If you’ve played around with the basic version of the Java calculator from the last post in this series, you may have tried to enter multiple commands on the same prompt line:
Begin: class com.ksmpartners.rpncalc.basic.RpnCalc
> 1 2
Uncaught Exception: For input string: "1 2"
java.lang.NumberFormatException: For input string: "1 2"
This is a convenient way to enter calculator commands, but it doesn’t work for two reasons. This post discusses why it fails, and how to fix it:
The immediate failure is because the parser considers the entire input string as a single command, without regard to whitespace. The parser looks for a command named "1 2"
, fails to find it, and then attempts to parse the entire string as a number. The number parse then fails and throws an exception that kills the process. This part of the problem can be fixed by altering the parser to split the input string into tokens, and parsing each token separately as its own command. Unfortunately, this shows the second more structural problem. The way the REPL is currently written, it’s built to read and execute a single Command
for each prompt:
Command cmd = parseCommandString(cmdLine.trim());
cmd.execute();
To correct the second problem, the data flow between parseCommandString
and execute
needs to be widened so that the parser can return multiple commands for a single input string. The easiest way to achieve this is to have the parser return a list of Command
s.
List<Command> cmds = parseCommandString(cmdLine.trim());
for(Command cmd : cmds)
cmd.execute();
This approach works well because it’s simple. It doesn’t add any additional class definitions, there’s still a single call site for execute()
, and java.util.List
is well-understood by developers that use Java. However, if you’re willing to trade some of that simplicity away, there’s an alternative approach to the problem. The alternative approach allows the original REPL to go unchanged, and still process groups of commands. It does this by introducing a new and more powerful kind of command object that can be used to compose lists of commands into single Command
instances. The parser then uses these CompositeCommand
s to signal to the REPL that there are multiple commands to be executed:
private Command parseCommandString(String cmdStr)
throws Exception
{
List<Command> subCmds = new LinkedList<Command>();
for (String subCmdStr : cmdStr.split("\\s+"))

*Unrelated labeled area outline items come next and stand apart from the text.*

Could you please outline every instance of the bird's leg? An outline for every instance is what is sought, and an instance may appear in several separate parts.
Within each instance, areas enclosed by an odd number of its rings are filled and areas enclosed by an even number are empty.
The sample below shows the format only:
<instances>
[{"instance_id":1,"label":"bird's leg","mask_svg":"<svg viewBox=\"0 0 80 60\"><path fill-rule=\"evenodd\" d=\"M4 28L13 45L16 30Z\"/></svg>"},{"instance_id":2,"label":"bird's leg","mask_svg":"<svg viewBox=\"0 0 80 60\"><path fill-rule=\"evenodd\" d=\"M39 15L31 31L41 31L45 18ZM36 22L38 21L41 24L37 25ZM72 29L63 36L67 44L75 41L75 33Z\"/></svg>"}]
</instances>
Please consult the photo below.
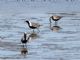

subCmds.add(parseSingleCommand(subCmdStr));
return new CompositeCommand(subCmds);
}
There are a few things to notice about this code. The first is that the type signature of parseCommandString
is unchanged: it’s still a function from String
to Command
. This is why the REPL doesn’t need to be updated. The second aspect of the code is that there’s still a list of command objects: The list of commands we introduced when we modified the REPL example is still present, even with the CompositeCommand
. What the composite command object does is hide the list from the REPL; It wraps the list up, abstracts it away, and lets the REPL pretend that there aren’t any lists.
The internal machinery that lets composite command achieve this isn’t too involved. All CompositeCommand
has to do is remember the Command
objects it’s composing, and execute each of those commands as if they were entered individually:
private class CompositeCommand implements Command
{
private List<Command> subCmds = new LinkedList<Command>();
CompositeCommand(Collection<Command> subCmds)
{
this.subCmds.addAll(subCmds);
}
public void execute()
{
for(Command subCmd : subCmds)
subCmd.execute();
}
}
And that’s all there is to it. While this approach doesn’t have the surface simplicity of our first attempt, what it has done for us is give us a new abstraction for sequences of commands. This is fully a third of the ‘sequence’, ‘selection’, and ‘iteration’ that are necessary to express any computable program. That’s not a bad result for a single class definition.